Heather let a last harsh sob rip up from her throat. “I don’t think he cares that I left. In fact, I know he doesn’t. If he did, he would have stopped me, or at least tried to stop me. Wouldn’t he?”

Christy turned away and began gathering bags. “I don’t know, Heather. I just know I got us both into a really shitty situation and it’s all my fault that you’re heartbroken and…and I don’t even know if you still want to be my friend after all that I did to you!”

A little laugh broke from her lips. “You’re crazy. It was awesome. I mean, come on, who can say they saw dragons, and rode on them too? And got to dance on mountaintops and eat under the stars? I can, and so can you. So yeah, it sucks that it didn’t work out for me and Max but…but that was the biggest adventure I ever had and am likely to ever have.”

She got up off the floor, and they hugged again. Christy sighed. “I won’t miss the lack of running water.”

Heather found herself smiling again. “I know, right? But if we could have just convinced them to put in plumbing, it would have been a five-star resort experience! I mean, come on, it’s a castle.”

It was a castle, and castles belonged in fairy tales. Fairy tales were supposed to have happily ever after endings, but that fairy tale—hers and Max’s—had not had that ending. Instead, it had just ended.

She was going to have to live with that fact and make the best of what had happened to her. She was going to have to learn to put that behind her and maybe, one day, when she was a lot older, she would be able to look back on it all and find herself swept away at the good memories and the sheer romance of it all.

Todd had left her with no good memories because she had never really loved him. She had loved that her family loved him and that he wanted the same dream her parents wanted for her, and that he made her feel like it was okay to settle.

Max?
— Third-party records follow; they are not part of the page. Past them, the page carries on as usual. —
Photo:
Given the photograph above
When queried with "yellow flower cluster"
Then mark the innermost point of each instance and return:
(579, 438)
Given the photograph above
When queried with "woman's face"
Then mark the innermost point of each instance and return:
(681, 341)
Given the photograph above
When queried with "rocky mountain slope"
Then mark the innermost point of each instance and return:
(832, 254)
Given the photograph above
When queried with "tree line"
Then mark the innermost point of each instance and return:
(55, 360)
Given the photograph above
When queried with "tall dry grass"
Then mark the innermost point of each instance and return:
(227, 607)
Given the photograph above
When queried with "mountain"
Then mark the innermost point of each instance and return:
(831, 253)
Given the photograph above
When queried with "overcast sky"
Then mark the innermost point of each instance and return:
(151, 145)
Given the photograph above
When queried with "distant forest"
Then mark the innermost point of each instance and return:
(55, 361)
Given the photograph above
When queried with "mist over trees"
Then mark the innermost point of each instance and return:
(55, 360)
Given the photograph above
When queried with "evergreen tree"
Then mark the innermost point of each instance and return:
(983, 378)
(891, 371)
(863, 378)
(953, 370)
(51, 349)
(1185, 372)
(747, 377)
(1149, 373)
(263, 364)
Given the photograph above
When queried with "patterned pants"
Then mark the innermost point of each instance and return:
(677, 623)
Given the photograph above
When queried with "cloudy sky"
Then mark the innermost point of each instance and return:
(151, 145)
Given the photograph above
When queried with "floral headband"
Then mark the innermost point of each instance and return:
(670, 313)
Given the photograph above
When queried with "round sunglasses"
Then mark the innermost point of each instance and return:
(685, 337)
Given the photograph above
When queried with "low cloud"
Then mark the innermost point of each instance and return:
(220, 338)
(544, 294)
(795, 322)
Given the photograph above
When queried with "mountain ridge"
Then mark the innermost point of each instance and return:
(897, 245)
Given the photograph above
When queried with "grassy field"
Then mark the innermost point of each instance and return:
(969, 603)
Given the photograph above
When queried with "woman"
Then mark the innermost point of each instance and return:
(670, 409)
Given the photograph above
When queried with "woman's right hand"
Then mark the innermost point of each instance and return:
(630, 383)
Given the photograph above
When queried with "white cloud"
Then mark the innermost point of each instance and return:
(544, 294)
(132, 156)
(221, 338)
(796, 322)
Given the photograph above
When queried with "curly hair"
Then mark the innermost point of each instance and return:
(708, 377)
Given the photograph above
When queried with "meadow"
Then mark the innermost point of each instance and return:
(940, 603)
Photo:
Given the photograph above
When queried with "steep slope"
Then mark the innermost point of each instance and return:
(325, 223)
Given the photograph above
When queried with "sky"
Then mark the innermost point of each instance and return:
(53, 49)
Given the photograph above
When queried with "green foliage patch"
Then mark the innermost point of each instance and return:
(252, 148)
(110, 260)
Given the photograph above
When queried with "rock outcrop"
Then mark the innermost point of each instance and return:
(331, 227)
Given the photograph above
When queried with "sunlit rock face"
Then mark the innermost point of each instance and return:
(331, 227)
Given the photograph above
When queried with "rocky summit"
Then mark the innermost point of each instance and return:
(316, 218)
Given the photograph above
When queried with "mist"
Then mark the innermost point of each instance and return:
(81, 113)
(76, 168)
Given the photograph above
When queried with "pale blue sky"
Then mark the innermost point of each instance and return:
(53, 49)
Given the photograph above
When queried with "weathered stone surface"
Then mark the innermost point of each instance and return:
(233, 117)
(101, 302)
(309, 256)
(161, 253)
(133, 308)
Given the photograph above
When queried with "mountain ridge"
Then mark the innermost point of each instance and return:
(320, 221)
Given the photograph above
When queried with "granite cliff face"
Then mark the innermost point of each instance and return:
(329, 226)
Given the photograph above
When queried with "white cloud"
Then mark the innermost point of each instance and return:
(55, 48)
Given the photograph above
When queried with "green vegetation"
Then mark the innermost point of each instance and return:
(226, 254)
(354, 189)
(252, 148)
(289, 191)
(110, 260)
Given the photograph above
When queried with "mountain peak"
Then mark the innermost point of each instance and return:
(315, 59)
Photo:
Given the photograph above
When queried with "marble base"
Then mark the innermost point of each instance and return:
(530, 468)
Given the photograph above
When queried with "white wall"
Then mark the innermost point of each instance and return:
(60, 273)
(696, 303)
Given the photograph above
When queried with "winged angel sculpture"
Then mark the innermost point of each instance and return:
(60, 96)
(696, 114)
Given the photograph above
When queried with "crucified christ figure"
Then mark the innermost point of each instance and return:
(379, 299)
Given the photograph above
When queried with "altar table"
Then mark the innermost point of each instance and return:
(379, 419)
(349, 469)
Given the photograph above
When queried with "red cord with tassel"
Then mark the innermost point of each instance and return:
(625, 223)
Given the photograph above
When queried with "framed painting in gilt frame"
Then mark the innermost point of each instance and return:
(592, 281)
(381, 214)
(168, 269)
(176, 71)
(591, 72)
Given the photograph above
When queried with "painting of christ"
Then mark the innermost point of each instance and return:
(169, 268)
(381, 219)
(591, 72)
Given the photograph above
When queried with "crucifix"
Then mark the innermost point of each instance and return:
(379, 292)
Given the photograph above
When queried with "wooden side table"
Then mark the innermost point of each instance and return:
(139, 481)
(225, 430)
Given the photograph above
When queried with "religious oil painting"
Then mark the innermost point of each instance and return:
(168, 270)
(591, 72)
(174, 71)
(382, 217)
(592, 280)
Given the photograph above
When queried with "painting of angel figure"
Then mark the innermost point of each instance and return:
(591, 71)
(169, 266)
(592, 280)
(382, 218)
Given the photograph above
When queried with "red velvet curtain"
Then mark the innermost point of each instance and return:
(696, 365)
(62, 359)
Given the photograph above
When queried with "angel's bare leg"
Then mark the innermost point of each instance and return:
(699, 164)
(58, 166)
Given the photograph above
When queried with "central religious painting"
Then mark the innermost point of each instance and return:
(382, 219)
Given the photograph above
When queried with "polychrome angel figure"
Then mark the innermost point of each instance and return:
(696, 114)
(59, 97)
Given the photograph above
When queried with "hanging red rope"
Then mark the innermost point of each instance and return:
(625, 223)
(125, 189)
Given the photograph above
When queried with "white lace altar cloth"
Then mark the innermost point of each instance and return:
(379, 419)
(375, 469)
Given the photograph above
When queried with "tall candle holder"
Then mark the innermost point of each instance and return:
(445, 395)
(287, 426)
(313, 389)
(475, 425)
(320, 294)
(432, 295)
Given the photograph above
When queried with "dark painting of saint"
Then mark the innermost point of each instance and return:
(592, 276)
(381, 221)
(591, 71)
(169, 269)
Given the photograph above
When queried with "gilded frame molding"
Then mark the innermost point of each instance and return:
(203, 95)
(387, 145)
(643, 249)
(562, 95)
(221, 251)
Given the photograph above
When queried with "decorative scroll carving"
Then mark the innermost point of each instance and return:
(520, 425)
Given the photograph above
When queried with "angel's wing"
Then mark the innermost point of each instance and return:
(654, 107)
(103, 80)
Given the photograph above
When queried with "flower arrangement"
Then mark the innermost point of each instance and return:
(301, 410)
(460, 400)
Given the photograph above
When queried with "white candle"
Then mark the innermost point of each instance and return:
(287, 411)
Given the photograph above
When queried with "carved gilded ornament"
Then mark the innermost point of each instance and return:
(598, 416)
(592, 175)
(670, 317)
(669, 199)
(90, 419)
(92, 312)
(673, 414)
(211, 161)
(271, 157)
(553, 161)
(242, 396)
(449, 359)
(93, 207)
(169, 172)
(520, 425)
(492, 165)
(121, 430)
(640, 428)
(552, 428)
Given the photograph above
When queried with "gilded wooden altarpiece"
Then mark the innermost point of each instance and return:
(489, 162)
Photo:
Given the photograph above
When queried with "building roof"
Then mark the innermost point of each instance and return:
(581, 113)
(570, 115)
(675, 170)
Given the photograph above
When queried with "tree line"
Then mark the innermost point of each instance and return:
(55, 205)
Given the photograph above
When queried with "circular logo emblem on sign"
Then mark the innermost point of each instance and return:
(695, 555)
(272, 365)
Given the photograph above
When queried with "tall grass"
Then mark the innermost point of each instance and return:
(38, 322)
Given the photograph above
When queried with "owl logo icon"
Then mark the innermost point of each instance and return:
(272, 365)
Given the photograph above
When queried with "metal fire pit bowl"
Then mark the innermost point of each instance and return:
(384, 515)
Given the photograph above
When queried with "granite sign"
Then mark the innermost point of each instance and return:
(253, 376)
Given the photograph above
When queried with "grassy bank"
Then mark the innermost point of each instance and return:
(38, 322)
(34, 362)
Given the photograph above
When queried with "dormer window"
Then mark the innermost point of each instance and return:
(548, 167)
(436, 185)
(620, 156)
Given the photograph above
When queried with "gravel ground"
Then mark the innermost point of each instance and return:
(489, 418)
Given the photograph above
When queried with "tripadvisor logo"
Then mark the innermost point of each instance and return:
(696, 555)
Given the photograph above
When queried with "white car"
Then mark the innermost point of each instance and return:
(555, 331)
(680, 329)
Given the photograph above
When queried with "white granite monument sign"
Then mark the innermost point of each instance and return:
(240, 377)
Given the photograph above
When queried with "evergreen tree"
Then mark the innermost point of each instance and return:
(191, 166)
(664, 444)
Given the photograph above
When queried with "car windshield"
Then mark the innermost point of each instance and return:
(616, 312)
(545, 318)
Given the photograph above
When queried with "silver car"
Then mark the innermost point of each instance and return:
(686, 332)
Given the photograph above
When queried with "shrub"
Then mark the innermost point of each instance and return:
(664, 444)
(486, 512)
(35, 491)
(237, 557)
She had not settled. He was everything she had ever wanted, and he had not wanted her in the same way. That was okay; she could, eventually, learn to accept that. She had no choice in the matter. She was in her world, and he was in his, and that portal was closed and would not open again except from his side—and it was clear he had no intention of opening it.

She blew out a long breath. “I guess it is a good thing we are still friends since it also looks like we are about to be roommates.”

Their laughter was short but real. They took the bags and trudged up the stairs and back out onto the street where they hailed a cab. The driver didn’t bat an eye when he saw what they were carrying. Of course not. There were millions of people in the city, and nobody gave a damn about anyone else or cared what they might be doing. She could have a body in those bags and he would not care.

That thought just made her miss Dragon World all the more.